Defining Our Future

 

Jo Ann Rooney, JD, LLM, EdD, President of Loyola University Chicago, welcomed faculty to the 2020 Faculty Convocation in pre-recoded remarks Oct. 2, 2020.

Welcome to the faculty convocation. Even though this tradition, where we honor faculty and start a new fall semester, is familiar, our gathering this year in a virtual environment is anything but traditional. In keeping with that spirit, rather than providing a longer address, I am going to set the stage and then turn the program over to our provost, Norberto. His first seven months with us have been anything but traditional, and now as he begins his first full academic year, it is so important for him to be able to share his thoughts and academic vision with the entire university faculty. As we emerge from this current pandemic, focusing on how best to thrive not merely survive, sharing this academic vision for the future is particularly relevant, timely and necessary.

 Let me begin by thanking you once again for everything you did throughout this past spring and for your work over the summer preparing for this fall and making the academic experience for our students, exceptional. This pandemic is calling on all of us to reimagine nearly everything. We need to think differently, work differently, and, for us at Loyola Chicago, clearly define our place as an academic and research leader post-pandemic. What you have done during the last six plus months to transform our university has been nothing short of astounding. It highlights our ability to adapt and not be held back by thinking that there is only one way to accomplish our goal. While we may have wished for a return to campus, in person, this fall, and none of us joined the university to be sitting, isolated, behind a computer screen or a plexiglass partition socially distanced from everyone, offering classes remotely and keeping our residence halls closed, at least through the fall semester, was the right decision for us – prioritizing the safety, health and security of our community. As we consider our options for the spring semester, we will continue to share information with you and continue to solicit your input and feedback as we have done throughout the spring and summer.

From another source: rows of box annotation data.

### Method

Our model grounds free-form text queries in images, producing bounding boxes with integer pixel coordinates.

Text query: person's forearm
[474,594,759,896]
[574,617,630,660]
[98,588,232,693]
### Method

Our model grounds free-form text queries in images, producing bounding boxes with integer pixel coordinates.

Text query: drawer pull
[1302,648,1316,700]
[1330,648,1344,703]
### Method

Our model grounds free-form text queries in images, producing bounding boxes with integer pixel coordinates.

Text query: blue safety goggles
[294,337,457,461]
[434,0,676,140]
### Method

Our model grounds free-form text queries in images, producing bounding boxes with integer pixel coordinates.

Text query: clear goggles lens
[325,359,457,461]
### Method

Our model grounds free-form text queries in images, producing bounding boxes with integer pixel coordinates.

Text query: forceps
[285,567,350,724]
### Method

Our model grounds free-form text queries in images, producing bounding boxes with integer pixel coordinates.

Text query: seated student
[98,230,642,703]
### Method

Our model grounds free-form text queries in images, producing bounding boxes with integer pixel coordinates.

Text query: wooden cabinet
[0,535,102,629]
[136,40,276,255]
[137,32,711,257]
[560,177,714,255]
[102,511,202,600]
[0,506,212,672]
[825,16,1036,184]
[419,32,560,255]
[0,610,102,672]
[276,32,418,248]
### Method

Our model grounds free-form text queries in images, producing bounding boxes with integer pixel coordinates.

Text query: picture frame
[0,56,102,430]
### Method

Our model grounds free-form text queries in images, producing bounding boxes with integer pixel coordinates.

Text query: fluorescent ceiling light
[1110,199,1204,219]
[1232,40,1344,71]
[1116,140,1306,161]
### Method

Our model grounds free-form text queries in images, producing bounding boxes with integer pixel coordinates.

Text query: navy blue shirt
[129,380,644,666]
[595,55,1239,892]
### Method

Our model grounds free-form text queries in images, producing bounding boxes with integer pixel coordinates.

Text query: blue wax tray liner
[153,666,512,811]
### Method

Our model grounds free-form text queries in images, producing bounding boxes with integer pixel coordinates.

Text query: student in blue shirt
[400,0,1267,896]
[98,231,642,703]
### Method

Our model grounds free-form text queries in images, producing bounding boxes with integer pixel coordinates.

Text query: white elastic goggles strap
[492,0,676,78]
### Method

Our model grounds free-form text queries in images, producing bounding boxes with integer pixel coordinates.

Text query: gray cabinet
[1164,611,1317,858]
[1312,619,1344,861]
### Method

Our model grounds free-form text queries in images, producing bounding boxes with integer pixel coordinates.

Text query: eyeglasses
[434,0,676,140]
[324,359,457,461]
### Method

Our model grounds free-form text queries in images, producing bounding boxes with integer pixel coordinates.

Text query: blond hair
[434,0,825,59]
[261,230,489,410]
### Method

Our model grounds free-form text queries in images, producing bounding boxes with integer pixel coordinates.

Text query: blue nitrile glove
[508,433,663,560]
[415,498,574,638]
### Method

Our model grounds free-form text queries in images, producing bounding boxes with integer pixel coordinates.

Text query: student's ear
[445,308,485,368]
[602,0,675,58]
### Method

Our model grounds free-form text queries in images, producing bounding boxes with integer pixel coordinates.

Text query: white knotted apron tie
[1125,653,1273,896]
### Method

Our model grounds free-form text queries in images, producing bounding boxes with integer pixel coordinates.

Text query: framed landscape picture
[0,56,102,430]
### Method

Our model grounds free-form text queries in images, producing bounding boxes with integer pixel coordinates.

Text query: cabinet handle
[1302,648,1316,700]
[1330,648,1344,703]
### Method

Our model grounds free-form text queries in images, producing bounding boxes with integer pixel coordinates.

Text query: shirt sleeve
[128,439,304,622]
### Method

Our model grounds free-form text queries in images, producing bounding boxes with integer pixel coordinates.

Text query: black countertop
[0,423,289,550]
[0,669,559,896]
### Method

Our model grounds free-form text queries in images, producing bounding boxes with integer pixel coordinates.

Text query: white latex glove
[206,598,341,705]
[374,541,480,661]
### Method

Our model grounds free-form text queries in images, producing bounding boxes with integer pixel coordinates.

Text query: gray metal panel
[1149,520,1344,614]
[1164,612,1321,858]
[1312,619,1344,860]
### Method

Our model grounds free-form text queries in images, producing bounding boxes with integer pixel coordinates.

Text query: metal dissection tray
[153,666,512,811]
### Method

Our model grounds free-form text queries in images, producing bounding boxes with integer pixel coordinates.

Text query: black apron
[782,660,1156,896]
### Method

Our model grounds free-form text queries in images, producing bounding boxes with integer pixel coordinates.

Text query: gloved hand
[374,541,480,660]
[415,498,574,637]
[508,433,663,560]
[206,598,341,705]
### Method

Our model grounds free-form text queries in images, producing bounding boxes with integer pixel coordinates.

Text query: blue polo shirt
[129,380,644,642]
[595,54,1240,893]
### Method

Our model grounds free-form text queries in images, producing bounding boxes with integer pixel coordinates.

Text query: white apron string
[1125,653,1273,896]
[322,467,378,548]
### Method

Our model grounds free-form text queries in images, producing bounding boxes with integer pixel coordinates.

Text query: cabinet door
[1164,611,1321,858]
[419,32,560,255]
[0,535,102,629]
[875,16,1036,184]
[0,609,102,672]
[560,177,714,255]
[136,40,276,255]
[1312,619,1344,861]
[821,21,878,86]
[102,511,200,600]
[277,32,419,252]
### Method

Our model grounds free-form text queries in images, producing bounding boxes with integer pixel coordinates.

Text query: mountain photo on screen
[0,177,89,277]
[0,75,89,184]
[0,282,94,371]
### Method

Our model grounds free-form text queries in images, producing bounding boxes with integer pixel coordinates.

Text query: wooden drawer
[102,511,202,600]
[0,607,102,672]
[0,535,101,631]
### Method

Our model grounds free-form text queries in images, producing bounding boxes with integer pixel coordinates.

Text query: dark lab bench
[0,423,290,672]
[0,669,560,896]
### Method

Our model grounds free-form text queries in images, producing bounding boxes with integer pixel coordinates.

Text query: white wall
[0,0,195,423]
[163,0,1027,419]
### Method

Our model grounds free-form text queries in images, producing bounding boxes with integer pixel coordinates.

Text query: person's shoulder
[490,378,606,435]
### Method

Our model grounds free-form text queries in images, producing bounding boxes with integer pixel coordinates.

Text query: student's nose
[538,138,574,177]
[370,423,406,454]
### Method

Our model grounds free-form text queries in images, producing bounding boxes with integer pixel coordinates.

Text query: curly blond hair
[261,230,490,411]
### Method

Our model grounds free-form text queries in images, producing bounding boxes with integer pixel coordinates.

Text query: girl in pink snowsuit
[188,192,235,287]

 The greatest challenges and opportunities facing us are not centered on making adjustments for this year and continuing to make very difficult decisions. Resilience has been part of Loyola Chicago’s ethos since the beginning and, working together, we will get survive this pandemic and the accompanying economic crisis. The greatest challenges and opportunities before us begin by acknowledging the upcoming disruption to higher education that is not something theoretical in the future but is facing us now. Defining our future, unlike the health crisis, is within our control. However, we must be willing to challenge ourselves to disrupt the known and familiar, setting aside our temptation to think in terms of “we have always done it this way”, embrace ambiguity, take calculated risks and step outside of our comfort zones.

 How are we willing to truly transform ourselves to accept the post pandemic reality?  How are we going to break down long established boundaries and barriers to define what it means to tackle the greatest social needs using an interdisciplinary approach to address systemic racism, discrimination, economic and health care disparities, criminal justice reform and other vexing issues? How will both our graduate and undergraduate academic programming be impacted to reach more students desiring an education that prepares for the future, to expand our research activities aimed at creating new knowledge and solutions, to focus our community engagement where we embrace working at the margins?

 This academic year is not one where we can sit by in a holding pattern until this all goes away and we go back to normal. The reality of the next normal is that it will not look like the past, As we complete our next strategic plan this year, building on Plan 2020, we owe it to our Jesuit mission, to focus on the future needs of others and our society and adapt accordingly. Supporting both cura personalis and cura apostolica, all of us must consciously commit to the disciplines of personal and communal examens and discernments to connect our faith that does justice with the call to action where it is most needed. Only then will we be able to set aside individual interests and find the strength to risk embracing the big ideas for the greater good. In years to come, it will not be our responses during the pandemic that we will be remembered by or that will have a lasting impact on our future, it is how we work now to define our forward course post-pandemic that will change our trajectory. I look forward to working with you.

 Thank you again for all you do for our students, our university and our community.